LA “LORE” DEI TROLLS

Se il primo episodio evitava una vera e propria contestualizzazione del mondo dei Trolls, con Trolls World Tour la casa di produzione di Shrek e Dragon Trainer (Dreamworks Animation) si concede il lusso di creare una vera e propria cosmologia attorno ai coloratissimi esserini protagonisti del franchise.
Legatissimi alla musica ancor più che in passato, i Trolls scoprono di essere solo una una di tante “tribù”, divise fra loro in tempi ancestrali a causa di diversi interessi musicali.

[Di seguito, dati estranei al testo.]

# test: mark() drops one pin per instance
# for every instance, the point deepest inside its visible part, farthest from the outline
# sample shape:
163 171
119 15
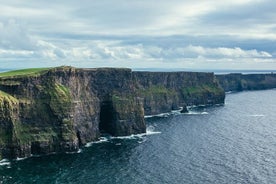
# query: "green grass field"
23 72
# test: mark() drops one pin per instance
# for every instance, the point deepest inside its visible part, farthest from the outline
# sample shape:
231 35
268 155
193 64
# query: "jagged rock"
60 109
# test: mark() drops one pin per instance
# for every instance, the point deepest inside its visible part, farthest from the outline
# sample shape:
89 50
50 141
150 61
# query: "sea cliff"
60 109
241 82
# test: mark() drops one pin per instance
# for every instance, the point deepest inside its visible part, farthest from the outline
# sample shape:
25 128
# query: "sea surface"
231 143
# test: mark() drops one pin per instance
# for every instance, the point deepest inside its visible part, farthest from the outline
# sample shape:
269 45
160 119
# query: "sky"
192 34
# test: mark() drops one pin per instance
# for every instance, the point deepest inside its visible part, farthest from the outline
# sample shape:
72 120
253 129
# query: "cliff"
166 91
240 82
61 109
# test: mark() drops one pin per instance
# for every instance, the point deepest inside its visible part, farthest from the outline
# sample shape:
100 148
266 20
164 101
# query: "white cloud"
139 32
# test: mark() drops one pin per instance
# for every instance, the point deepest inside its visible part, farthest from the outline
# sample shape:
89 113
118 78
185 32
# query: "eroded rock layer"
61 109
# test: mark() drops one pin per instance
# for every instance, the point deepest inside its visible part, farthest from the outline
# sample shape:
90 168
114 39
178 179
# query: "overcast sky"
195 34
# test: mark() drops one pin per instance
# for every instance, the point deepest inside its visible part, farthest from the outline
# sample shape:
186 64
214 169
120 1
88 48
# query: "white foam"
165 115
196 113
21 158
4 162
204 113
101 140
74 152
256 115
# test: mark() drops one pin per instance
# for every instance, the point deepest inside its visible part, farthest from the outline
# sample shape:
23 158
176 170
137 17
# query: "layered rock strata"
61 109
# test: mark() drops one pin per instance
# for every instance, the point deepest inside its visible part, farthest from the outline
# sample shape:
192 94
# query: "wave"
101 140
149 131
196 113
4 162
165 115
256 115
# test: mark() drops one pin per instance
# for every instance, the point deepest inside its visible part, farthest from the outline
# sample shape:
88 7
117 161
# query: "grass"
23 72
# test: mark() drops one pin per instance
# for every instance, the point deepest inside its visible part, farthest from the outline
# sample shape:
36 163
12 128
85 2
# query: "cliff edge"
44 111
241 82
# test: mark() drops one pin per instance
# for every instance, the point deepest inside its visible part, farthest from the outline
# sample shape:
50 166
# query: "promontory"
51 110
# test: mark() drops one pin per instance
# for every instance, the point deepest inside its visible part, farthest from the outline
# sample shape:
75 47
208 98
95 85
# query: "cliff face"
166 91
60 109
240 82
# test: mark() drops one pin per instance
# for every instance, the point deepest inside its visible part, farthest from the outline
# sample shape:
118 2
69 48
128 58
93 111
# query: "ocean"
231 143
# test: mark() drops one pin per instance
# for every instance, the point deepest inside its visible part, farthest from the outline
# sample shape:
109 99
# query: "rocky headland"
60 109
241 82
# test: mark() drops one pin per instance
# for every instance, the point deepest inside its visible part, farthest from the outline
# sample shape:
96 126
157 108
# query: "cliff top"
23 72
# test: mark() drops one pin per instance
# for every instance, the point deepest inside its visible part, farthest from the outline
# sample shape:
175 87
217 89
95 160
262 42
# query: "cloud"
14 36
139 33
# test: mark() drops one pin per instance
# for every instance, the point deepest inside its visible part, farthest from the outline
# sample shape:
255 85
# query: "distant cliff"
240 82
60 109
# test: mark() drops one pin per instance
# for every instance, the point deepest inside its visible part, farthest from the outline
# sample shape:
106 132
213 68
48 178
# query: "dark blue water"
234 143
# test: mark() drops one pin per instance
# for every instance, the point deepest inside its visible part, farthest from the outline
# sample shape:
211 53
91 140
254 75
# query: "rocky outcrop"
166 91
60 109
240 82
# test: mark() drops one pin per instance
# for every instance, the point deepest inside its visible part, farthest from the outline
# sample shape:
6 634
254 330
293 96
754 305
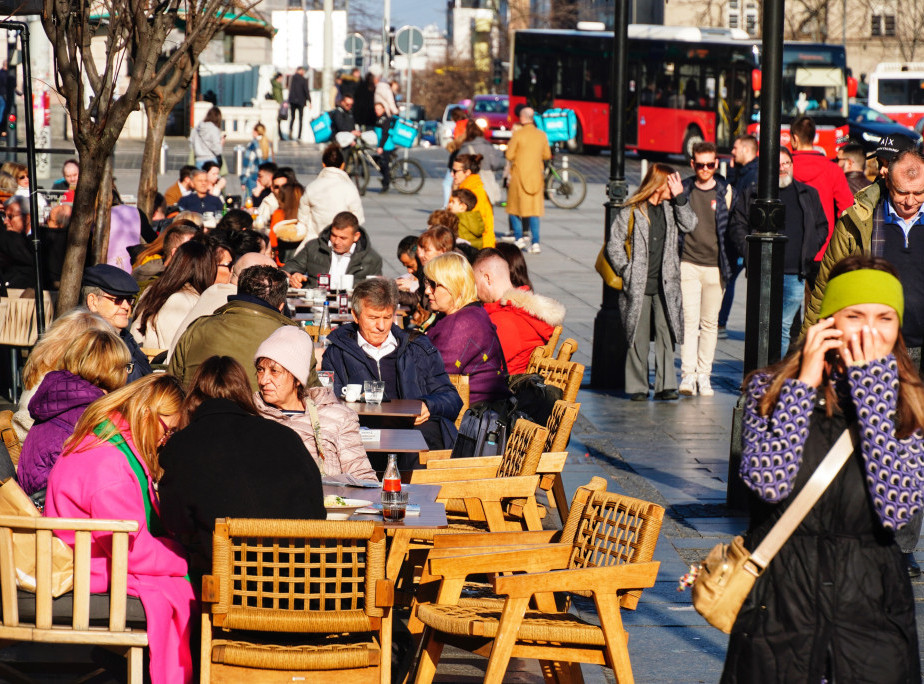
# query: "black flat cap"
111 280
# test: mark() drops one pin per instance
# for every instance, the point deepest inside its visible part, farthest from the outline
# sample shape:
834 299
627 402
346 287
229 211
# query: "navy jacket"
724 203
421 373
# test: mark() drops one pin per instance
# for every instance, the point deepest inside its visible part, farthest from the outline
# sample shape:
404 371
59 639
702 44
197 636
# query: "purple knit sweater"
57 405
467 341
894 467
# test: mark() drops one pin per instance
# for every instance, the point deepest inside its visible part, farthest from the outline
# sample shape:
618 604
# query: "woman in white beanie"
329 429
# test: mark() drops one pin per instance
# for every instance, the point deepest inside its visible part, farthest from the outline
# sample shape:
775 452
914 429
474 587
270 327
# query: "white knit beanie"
291 348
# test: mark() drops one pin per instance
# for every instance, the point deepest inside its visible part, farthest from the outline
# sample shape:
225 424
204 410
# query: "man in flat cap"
110 292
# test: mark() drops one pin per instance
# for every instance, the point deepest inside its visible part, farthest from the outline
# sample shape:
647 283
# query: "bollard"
163 158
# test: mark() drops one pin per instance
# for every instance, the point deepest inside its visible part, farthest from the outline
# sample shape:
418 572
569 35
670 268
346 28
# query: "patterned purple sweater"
894 467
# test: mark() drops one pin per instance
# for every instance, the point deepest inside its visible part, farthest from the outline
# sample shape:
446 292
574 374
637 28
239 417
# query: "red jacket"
815 169
524 321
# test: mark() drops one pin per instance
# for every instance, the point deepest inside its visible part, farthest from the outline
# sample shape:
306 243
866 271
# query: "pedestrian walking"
642 251
527 153
299 96
835 604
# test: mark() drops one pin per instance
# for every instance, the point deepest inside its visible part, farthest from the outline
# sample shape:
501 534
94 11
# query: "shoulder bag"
726 577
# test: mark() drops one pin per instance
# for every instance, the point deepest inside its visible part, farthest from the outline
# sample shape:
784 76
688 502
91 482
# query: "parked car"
491 112
868 127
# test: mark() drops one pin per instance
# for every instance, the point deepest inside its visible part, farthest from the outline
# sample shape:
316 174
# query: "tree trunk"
150 160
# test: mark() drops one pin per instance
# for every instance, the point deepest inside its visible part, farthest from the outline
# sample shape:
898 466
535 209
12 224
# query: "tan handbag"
602 265
14 501
728 573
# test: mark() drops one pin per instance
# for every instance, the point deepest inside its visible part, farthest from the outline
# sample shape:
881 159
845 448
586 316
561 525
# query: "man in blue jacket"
374 348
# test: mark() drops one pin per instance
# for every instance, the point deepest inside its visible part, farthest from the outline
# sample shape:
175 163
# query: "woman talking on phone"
835 604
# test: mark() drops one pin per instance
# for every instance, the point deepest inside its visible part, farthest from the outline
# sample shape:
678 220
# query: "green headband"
865 286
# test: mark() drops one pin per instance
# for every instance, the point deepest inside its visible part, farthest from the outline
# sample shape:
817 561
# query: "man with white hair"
527 153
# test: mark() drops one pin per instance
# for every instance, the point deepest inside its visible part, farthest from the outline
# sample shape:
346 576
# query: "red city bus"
685 85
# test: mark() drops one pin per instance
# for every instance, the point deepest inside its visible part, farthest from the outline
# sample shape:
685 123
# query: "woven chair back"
560 423
297 575
616 529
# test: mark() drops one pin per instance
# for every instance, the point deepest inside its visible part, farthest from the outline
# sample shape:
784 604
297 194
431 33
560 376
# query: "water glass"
374 391
394 505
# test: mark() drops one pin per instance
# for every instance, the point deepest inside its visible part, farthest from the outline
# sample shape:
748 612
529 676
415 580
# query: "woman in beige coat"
527 153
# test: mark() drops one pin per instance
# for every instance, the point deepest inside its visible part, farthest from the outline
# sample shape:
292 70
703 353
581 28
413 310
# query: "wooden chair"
566 375
293 599
608 559
460 382
114 621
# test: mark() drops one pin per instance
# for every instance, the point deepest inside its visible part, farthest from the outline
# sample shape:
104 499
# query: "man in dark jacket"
374 348
109 292
299 96
707 259
342 248
807 229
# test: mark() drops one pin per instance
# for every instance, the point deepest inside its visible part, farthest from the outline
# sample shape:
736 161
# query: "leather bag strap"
794 515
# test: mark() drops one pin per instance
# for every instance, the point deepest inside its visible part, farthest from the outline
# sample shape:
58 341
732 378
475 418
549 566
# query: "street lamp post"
609 348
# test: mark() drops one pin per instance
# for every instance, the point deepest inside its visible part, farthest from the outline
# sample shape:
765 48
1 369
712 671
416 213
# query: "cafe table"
432 517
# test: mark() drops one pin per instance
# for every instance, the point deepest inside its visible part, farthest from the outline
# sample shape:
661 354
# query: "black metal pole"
766 245
23 29
609 351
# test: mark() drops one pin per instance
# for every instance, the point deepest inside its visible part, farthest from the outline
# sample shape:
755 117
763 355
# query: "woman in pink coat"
107 471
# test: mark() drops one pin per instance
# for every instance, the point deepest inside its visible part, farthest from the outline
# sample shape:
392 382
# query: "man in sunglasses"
707 261
110 292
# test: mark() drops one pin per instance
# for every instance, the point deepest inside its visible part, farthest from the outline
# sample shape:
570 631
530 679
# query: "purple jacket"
56 407
467 340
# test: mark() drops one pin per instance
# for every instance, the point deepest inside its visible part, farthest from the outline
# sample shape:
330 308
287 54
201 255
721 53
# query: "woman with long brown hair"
643 252
107 472
835 604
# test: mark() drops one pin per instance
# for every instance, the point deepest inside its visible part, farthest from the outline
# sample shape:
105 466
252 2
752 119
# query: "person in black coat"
230 462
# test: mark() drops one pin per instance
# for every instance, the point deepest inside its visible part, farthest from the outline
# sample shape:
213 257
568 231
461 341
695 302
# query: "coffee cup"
352 392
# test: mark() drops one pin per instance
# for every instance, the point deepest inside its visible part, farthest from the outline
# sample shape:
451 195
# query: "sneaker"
688 385
703 384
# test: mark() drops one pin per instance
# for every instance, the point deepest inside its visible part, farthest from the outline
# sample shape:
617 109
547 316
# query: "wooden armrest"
489 490
533 559
440 475
491 539
610 579
434 455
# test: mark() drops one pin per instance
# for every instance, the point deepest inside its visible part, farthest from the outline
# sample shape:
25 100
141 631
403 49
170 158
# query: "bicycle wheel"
358 170
407 176
566 187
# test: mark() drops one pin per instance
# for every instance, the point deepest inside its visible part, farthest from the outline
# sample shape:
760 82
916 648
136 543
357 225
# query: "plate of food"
340 508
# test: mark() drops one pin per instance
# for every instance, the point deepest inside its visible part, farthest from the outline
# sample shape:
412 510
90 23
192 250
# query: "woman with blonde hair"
107 472
643 251
465 336
96 362
48 355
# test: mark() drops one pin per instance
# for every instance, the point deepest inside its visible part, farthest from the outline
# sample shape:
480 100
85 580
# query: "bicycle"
566 187
407 175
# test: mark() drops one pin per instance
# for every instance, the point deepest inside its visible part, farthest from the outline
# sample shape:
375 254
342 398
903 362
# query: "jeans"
701 290
532 225
793 299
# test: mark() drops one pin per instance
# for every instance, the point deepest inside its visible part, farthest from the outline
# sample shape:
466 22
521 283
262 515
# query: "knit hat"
291 348
863 286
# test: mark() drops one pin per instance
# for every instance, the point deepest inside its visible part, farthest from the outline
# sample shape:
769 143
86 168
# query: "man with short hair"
805 226
524 320
17 261
200 199
343 248
812 167
372 347
237 328
890 225
706 264
181 188
110 292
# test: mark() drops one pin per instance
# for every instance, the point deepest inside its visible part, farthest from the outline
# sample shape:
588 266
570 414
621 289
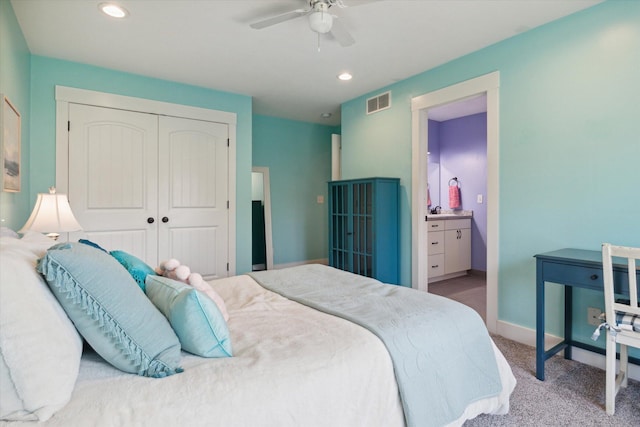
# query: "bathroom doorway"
487 85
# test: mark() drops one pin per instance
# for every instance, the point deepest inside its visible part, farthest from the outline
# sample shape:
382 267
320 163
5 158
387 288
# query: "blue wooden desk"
571 268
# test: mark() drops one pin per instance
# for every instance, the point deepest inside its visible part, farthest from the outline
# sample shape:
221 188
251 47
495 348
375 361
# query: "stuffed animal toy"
172 269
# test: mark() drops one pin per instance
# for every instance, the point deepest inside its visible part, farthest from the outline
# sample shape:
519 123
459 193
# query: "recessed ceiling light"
113 10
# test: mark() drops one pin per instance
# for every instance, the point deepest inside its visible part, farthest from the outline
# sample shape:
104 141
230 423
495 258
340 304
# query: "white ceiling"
209 43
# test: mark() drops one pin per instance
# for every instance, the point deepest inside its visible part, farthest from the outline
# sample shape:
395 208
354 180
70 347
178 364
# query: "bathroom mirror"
261 240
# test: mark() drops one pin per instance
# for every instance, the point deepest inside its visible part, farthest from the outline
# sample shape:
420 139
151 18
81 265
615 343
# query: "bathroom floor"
470 290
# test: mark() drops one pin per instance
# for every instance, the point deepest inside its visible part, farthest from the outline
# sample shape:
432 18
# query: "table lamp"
51 214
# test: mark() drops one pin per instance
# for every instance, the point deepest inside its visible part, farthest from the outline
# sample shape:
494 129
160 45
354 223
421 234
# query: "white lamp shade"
321 22
51 214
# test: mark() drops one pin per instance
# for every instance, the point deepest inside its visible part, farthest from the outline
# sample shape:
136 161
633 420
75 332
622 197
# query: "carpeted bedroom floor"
572 394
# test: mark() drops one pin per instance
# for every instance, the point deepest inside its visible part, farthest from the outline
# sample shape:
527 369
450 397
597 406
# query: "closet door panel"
113 178
193 161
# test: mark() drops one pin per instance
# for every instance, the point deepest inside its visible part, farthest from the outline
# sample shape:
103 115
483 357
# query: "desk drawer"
573 275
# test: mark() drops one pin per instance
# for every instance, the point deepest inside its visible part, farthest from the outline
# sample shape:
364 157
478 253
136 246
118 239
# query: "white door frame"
489 84
268 236
65 95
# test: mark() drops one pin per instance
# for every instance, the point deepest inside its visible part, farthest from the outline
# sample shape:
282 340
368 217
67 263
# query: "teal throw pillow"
194 316
138 269
110 311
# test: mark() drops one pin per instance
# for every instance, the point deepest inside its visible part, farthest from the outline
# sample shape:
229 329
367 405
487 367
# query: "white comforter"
292 366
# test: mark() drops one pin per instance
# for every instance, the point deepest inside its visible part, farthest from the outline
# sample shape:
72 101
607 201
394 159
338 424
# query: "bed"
297 360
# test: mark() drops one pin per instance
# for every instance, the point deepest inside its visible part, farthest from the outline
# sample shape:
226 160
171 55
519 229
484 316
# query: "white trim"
527 336
323 261
489 84
268 235
121 102
66 95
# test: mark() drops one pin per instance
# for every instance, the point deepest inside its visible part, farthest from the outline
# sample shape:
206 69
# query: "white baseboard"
324 261
528 336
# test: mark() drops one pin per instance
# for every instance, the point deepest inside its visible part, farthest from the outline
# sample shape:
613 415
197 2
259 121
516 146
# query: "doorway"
488 85
262 240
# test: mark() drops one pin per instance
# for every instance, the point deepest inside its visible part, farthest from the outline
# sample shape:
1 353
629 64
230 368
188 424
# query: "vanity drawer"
457 224
435 226
436 265
435 241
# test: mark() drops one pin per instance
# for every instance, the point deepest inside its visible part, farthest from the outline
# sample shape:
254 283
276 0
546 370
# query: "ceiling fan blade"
279 18
340 33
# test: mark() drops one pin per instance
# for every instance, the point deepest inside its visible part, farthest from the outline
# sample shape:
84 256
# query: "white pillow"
40 348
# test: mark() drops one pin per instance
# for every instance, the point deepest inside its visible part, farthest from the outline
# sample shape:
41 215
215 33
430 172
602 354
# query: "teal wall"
569 146
46 73
15 67
298 155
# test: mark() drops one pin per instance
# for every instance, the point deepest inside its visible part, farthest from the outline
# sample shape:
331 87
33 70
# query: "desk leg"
539 323
568 319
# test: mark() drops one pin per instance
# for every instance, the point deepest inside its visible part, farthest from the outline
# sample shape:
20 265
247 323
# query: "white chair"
622 319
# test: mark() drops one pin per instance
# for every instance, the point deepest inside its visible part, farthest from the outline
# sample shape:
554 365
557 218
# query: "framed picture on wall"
10 144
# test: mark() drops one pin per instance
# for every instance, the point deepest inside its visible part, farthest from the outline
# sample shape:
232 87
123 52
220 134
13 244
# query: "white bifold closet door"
153 186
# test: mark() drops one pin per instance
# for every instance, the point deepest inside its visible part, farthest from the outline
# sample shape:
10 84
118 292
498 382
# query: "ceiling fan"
320 20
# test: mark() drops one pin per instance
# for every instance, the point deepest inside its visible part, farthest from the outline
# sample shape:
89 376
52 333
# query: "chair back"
630 257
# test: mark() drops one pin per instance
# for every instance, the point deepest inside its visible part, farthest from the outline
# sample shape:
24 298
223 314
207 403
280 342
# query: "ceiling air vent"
380 102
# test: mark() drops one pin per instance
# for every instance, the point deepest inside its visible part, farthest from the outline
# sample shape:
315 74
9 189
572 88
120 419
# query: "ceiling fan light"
320 22
113 10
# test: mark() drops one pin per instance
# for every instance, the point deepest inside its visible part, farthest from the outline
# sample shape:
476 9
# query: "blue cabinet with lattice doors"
364 227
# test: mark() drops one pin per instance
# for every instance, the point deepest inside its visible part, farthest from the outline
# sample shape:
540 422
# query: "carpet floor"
572 395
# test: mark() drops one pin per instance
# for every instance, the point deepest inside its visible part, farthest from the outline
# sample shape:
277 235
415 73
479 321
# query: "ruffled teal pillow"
110 311
194 317
138 269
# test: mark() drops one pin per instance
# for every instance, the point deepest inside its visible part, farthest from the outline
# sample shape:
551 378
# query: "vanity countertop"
444 215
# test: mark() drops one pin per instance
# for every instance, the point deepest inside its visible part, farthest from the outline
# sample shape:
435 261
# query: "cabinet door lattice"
364 227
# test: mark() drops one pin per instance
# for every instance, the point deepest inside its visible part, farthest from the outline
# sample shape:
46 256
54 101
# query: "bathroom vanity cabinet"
449 252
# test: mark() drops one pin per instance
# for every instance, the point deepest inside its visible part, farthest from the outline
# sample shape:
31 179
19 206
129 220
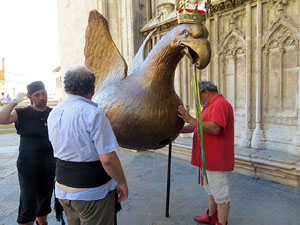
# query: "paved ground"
254 202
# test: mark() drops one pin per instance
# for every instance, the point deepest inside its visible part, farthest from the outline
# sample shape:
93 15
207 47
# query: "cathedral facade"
255 63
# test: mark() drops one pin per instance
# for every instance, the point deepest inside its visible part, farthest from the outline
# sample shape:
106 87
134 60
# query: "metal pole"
168 180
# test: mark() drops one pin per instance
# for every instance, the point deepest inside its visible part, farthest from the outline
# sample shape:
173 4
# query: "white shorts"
218 186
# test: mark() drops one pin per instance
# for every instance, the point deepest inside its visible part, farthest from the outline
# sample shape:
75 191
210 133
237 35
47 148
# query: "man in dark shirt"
35 163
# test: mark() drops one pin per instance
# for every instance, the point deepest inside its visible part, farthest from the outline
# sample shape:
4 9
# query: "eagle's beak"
198 51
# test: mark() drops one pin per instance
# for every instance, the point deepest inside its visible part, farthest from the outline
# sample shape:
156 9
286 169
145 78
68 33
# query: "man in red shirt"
218 138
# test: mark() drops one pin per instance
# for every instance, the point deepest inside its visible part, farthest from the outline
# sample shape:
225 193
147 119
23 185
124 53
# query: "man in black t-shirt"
35 163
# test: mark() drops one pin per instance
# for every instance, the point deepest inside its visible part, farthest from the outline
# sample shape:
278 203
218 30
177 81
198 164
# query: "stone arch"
280 69
233 61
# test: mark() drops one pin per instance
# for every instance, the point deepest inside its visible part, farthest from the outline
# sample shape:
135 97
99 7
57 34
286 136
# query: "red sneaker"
207 219
217 223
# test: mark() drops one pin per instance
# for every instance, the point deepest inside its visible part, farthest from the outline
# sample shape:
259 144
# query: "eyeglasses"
36 95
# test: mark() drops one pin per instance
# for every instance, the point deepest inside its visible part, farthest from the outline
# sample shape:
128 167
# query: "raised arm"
7 114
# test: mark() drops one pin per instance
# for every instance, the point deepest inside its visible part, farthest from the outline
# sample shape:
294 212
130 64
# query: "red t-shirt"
218 149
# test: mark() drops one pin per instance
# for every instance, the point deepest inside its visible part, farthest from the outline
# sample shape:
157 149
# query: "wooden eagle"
141 102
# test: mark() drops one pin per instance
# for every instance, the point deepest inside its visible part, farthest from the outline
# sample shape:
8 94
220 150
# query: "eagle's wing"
101 53
139 58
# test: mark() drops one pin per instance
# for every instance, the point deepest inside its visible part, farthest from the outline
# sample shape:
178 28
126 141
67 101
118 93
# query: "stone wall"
124 17
255 57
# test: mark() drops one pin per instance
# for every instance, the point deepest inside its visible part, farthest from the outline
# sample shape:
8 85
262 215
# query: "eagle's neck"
158 69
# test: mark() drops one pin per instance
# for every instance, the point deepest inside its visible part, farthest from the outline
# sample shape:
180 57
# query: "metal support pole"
168 180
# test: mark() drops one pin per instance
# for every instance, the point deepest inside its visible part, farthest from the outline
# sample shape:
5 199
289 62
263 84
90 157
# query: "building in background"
11 83
255 63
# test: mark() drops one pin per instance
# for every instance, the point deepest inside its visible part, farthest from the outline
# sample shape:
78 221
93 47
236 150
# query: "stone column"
216 52
234 57
296 139
245 140
258 134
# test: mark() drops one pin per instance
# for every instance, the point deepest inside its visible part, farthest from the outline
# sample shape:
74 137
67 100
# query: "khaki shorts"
99 212
218 186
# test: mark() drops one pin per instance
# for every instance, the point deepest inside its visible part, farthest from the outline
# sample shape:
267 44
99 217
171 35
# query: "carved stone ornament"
228 4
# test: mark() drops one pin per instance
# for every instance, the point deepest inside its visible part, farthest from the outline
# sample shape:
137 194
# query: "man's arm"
113 168
208 127
7 115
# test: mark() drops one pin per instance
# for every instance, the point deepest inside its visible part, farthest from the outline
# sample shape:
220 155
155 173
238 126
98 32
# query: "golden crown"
188 12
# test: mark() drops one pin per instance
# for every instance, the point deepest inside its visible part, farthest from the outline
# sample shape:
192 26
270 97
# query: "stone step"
280 167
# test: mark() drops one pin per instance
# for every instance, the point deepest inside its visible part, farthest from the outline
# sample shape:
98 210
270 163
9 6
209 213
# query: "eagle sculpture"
141 102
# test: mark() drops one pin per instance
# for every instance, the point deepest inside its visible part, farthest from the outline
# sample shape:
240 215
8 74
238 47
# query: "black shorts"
36 179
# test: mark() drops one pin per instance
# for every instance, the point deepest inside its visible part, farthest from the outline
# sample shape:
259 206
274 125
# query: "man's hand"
186 116
19 98
122 190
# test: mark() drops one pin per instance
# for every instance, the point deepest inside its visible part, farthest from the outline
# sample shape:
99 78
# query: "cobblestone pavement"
254 202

Accanto ai Pop Trolls che abbiamo già conosciuto in passato troviamo quindi i Tecno Trolls, i Funk Trolls, i Classic Trolls, i Country Trolls e infine i villain della pellicola, i Rock Trolls, decisi ad imporre il loro stile di vita su tutte le altre popolazioni. Il lavoro fatto attorno ad ognuna delle diverse categorie di Trolls è stupefacente: ogni diverso genere musicale è fedelmente riprodotto e trasposto non solo in una ponderata scelta delle canzoni (spesso volutamente didascalica, per esaltarne appieno i lati più divertenti), ma anche nelle diverse ambientazioni, nei colori, nello stile e nel look dei personaggi, addirittura anche nel carattere degli stessi, che finiscono per rispecchiare gli stereotipi più ironici di ogni diversa categoria. Lavoro che si allarga poi anche ad alcuni personaggi secondari che gettano nel grande universo dei Troll anche generi musicali più di nicchia, come il K-Pop, il Reggaeton, fino allo Yodel o allo Smooth Jazz.
Ogni personaggio, ogni musicalità riceve caratteristiche ben distinte e pensate fin nei minimi particolari: il lavoro di pre-produzione dietro il film animato è ben visibile e sembra voler costruire un incipit sul quale costruire svariati possibili spin-off in futuro.

IL VIAGGIO DI POPPY

In Trolls assistevamo alla rocambolesca avventura della protagonista Poppy, principessa del suo popolo, impegnata nel mostrare ad un popolo di orchi “nati tristi”, i Bergen cosa fosse la felicità, in una parabola sull’autoaccettazione che culminava con la sua incoronazione a regina.
In Trolls World Tour il personaggio viene approfondito e condotto verso un viaggio di ricerca personale: Poppy, un tempo spumeggiante principessa senza alcun problema se non una vera e propria ossessione per le feste, il ballo e la musica (…e gli abbracci), è oggi una regina che deve far fronte alle responsabilità verso i suoi sudditi che il titolo comporta. Per far fronte alla minaccia della regina della Rock Music, la nostra protagonista si imbarca quindi in un viaggio insieme agli amici di sempre che diventa tanto metaforico quanto fisico, e che riesce incredibilmente bene a trasmettere tale dualismo sia allo spettatore più giovane che ad un pubblico più adulto, grazie alla immancabile doppia lettura che ormai i prodotti animati di questo tipo ci hanno abituato a cercare.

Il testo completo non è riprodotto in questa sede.